Registratie op stalkaarten
Dit is de oorspronkelijke manier: een kaart met alle beheerpercelen van de boer.
- Daarop wordt handmatig een stip gezet op de locatie van het nest, samen met aanvullende informatie, zoals datum veldbezoek, soort weidevogel, predatie-informatie, etc.)
- Eén exemplaar is voor de weidevogelvrijwilliger / het collectief, de ander voor de boer zelf om (bijvoorbeeld) in de stal te hangen: voordat hij gaat maaien heeft hij dan de informatie bij de hand waar alle nesten zitten.
Digitale registratie
Er zijn verschillende mogelijkheden om nesten digitaal te registreren. SCAN-ICT heeft een koppeling met:
- Boerenlandvogelmonitor (LandschappenNL)
- BFVW (Bond van Friese VogelWachten)
Nesten die in deze systemen zijn ingevoerd zijn de dag erop zichtbaar in SCAN-ICT.
Registreer ook de afwezigheid van nesten
Voor dit pakket is verplicht om ook te registreren wanneer er geen nesten zijn gevonden. Dat heeft twee redenen:
- Door aan geven wanneer een perceel (beheereenheid) is afgezocht, kan je als collectief aan RVO laten zien dat je aan de beheereis voldoet van ‘aantoonbaar zoeken naar nesten’. Het gaat daarbij om het aantonen dat je gezocht hebt, los van de uitkomst of daar wel of geen nesten bij zijn gevonden.

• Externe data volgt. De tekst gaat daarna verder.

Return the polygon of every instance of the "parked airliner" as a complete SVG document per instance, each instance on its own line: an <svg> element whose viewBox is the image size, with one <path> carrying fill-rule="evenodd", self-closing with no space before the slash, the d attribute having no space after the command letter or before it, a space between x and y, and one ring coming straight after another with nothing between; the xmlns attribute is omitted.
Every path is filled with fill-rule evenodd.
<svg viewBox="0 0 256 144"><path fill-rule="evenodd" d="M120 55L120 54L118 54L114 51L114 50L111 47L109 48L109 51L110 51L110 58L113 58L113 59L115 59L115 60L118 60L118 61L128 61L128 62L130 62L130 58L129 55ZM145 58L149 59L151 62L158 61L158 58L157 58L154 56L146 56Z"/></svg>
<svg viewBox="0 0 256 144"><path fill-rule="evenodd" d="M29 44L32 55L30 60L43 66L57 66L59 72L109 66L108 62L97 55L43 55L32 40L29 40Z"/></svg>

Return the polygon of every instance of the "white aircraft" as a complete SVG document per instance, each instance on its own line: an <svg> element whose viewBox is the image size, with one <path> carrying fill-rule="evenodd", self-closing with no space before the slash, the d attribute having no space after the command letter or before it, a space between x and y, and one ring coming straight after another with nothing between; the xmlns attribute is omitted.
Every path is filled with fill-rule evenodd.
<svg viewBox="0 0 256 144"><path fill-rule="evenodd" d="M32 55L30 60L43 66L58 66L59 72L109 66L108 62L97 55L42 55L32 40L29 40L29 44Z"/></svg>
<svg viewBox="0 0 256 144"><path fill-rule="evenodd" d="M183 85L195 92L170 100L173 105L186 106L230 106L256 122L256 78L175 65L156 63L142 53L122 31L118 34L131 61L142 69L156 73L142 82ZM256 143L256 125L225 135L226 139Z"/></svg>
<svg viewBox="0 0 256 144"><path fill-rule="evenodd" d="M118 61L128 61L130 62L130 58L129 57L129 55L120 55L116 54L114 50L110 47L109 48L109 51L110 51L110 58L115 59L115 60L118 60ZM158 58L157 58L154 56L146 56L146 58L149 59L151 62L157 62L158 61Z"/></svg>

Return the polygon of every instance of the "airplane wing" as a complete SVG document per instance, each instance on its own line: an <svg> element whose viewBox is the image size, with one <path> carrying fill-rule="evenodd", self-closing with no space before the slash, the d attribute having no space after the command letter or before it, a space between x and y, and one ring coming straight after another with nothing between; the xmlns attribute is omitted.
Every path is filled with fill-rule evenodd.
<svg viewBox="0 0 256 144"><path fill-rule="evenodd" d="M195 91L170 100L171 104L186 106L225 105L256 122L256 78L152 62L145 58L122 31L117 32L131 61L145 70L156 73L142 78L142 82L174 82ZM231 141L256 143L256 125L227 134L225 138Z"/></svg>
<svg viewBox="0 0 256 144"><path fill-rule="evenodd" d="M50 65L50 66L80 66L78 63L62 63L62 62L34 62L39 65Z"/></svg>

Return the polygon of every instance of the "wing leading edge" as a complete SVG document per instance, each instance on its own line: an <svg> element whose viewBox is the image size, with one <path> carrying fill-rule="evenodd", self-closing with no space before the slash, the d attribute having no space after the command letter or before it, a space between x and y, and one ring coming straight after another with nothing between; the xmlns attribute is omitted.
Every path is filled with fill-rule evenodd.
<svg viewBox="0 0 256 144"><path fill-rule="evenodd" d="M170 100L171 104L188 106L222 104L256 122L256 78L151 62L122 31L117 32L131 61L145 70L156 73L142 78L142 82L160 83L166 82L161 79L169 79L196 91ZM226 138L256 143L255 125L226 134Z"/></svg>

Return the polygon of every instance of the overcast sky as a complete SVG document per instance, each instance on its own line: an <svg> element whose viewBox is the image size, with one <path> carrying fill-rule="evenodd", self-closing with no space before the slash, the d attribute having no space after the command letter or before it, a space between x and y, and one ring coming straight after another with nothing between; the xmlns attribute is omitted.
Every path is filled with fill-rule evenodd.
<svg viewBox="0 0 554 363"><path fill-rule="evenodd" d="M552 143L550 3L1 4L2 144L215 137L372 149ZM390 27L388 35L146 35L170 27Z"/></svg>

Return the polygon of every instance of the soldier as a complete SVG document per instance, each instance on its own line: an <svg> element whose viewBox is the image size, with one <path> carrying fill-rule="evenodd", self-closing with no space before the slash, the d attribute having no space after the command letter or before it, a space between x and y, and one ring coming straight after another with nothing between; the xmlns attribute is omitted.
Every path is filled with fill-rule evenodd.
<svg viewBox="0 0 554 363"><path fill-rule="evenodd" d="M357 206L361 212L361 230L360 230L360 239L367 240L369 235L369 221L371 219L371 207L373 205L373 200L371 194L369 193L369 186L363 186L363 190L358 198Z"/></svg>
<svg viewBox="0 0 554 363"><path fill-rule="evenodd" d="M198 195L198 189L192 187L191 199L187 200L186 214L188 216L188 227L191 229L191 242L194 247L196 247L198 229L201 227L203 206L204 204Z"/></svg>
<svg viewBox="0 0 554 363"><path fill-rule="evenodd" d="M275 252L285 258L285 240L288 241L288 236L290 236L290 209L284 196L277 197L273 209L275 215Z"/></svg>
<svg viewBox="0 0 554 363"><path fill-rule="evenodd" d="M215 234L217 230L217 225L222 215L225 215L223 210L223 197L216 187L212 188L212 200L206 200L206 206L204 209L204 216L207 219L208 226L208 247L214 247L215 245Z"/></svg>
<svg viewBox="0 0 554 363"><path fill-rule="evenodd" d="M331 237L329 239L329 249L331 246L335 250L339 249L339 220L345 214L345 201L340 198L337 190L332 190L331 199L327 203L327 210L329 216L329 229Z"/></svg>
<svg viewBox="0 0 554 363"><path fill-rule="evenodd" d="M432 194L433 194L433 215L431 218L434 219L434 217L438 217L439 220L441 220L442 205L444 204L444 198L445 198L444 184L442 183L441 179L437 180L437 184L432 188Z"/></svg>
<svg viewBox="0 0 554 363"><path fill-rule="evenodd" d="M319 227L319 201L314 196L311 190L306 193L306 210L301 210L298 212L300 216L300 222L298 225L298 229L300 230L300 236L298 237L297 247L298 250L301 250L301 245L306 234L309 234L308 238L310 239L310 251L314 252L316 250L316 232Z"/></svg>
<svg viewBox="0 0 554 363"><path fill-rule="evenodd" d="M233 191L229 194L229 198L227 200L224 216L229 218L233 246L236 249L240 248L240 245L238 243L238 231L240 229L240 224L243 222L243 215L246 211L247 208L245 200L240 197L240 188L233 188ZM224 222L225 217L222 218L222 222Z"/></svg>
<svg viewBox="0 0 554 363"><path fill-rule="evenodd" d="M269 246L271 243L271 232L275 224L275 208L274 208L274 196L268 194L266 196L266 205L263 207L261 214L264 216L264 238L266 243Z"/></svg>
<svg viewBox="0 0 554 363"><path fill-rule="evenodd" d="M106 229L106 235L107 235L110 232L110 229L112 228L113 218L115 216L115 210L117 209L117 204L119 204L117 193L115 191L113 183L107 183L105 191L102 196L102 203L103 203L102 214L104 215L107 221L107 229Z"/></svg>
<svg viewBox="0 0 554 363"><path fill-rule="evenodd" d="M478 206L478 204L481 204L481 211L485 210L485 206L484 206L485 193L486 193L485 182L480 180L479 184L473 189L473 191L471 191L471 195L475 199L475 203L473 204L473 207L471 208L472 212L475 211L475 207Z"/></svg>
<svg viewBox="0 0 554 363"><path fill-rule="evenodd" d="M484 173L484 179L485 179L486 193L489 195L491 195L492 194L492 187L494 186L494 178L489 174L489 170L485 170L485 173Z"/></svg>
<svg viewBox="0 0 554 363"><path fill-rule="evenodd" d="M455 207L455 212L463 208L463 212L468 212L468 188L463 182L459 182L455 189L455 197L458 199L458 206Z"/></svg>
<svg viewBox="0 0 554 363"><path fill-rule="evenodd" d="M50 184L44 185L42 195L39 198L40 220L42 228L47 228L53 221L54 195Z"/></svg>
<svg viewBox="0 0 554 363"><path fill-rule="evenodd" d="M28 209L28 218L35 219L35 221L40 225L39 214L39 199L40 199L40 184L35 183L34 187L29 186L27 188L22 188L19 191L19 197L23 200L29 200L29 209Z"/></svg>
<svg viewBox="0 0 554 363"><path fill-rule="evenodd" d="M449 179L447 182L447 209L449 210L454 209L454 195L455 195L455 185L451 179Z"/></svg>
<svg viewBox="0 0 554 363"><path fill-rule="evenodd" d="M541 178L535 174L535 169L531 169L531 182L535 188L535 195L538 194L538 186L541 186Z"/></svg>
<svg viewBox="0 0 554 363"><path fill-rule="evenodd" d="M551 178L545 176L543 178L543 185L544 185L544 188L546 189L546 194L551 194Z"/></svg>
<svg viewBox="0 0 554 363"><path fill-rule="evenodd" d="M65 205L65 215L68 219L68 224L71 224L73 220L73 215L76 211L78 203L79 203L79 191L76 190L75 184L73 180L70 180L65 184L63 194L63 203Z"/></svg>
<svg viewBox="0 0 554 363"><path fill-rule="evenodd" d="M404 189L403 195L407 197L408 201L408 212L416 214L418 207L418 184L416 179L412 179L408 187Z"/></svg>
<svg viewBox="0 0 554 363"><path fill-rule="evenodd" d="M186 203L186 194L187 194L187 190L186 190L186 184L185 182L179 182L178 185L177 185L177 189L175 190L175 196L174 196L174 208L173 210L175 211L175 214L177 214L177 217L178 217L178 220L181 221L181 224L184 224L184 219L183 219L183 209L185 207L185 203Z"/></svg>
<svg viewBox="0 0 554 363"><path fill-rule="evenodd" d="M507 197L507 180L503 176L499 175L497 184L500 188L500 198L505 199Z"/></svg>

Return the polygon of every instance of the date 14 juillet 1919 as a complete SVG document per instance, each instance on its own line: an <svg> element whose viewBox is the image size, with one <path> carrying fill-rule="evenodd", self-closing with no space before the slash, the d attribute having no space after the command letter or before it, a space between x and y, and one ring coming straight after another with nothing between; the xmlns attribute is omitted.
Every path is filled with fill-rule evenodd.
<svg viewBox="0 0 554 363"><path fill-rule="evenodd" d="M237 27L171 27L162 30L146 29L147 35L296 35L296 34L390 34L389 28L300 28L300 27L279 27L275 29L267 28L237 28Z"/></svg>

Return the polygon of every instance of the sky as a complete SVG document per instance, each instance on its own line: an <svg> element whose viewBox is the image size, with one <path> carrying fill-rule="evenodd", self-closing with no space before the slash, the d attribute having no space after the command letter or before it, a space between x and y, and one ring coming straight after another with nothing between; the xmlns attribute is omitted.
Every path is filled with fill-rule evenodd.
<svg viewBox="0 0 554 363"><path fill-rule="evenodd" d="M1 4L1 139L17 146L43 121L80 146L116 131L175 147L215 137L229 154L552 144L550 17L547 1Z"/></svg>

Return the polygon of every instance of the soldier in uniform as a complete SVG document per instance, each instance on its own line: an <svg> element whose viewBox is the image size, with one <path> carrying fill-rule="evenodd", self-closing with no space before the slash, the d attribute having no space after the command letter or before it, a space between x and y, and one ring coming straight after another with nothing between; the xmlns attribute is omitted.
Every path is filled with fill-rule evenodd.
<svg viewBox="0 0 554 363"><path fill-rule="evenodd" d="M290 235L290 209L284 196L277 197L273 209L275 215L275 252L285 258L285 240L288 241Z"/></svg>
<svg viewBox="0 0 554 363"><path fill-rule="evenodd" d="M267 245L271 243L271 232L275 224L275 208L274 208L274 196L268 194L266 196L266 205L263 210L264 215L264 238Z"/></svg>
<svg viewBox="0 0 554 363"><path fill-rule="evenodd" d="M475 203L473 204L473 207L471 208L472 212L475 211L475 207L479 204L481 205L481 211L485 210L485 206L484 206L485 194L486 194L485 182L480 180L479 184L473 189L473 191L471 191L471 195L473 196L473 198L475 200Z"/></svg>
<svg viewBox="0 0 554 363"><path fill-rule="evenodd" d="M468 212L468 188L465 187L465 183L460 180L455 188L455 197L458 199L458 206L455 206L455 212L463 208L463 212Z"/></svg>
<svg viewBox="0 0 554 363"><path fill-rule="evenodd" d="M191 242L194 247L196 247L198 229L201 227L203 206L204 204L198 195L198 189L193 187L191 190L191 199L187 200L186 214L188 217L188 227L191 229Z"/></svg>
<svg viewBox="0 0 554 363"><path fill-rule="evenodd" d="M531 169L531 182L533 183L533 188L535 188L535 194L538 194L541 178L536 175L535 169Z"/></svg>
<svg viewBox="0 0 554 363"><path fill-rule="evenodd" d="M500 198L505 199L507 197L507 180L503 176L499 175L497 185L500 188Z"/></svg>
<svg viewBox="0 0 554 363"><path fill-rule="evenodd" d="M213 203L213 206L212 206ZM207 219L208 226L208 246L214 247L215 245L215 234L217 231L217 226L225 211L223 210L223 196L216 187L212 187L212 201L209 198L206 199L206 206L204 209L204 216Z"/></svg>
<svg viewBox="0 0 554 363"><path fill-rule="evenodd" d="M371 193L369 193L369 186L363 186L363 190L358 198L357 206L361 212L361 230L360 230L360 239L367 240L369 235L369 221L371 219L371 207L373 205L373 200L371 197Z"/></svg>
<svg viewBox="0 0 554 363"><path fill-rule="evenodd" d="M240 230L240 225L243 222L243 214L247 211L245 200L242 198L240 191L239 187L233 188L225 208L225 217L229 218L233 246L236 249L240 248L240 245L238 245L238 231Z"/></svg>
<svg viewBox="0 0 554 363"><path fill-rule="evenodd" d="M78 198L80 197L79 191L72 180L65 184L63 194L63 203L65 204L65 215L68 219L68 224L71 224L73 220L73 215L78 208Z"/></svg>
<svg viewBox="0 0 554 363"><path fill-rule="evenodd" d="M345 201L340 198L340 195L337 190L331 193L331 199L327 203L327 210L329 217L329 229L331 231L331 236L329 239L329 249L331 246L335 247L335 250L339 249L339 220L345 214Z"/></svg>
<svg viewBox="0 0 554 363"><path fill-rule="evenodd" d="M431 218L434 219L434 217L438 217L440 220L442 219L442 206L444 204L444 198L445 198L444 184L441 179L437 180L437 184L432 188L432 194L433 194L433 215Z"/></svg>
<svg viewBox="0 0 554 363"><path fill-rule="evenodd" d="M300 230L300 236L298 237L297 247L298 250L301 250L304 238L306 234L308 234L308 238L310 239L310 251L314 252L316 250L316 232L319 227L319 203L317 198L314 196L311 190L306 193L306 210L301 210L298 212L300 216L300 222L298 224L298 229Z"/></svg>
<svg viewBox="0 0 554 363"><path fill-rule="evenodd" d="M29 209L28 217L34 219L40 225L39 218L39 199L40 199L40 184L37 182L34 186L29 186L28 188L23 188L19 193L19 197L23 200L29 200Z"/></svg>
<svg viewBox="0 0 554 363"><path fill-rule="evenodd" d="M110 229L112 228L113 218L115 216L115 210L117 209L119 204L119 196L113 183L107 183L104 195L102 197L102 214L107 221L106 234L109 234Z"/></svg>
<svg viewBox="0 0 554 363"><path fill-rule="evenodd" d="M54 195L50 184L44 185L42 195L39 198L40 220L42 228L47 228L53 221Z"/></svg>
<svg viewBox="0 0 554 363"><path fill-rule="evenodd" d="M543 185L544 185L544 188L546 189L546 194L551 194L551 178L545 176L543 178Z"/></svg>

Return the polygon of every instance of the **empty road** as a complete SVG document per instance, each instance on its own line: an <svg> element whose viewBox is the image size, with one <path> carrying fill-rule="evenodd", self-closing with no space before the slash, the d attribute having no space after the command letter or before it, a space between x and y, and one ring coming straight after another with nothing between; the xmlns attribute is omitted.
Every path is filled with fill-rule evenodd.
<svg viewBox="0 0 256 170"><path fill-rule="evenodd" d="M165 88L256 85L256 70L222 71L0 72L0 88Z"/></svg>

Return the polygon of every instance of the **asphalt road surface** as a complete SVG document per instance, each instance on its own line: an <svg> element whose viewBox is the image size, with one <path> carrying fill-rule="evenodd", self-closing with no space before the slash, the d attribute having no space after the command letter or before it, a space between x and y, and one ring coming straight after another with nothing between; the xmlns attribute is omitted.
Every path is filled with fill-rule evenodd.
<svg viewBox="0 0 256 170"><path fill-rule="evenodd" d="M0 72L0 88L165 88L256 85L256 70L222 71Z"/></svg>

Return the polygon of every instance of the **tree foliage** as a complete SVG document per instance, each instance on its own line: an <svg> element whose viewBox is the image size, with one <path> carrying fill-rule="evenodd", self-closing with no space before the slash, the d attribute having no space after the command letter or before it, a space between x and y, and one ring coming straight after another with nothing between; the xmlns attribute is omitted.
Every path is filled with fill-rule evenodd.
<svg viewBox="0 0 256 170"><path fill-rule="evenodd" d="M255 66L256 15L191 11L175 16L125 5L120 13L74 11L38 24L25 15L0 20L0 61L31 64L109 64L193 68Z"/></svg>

- Data van de afwezigheid van nesten is ook interessant! Zonder registratie kun je geen historie opbouwen van een perceel, zaten er de voorgaande jaren geen vogels, of waren ze er wel en zijn ze niet geregistreerd? Door actief te registreren dat er geen nesten zijn gevonden, bouw je monitoringsdata op over je weidevogelgebied.
Zoek zoveel mogelijk vanaf de rand van het perceel
Idealiter wil je op de percelen met uitgesteld zaaien helemaal niet naar nesten zoeken: rust is sowieso gegarandeerd en je wil de vogels zo min mogelijk verstoren. Probeer daarom zoveel mogelijk vanaf de rand van het perceel te bepalen of er nesten aanwezig zijn.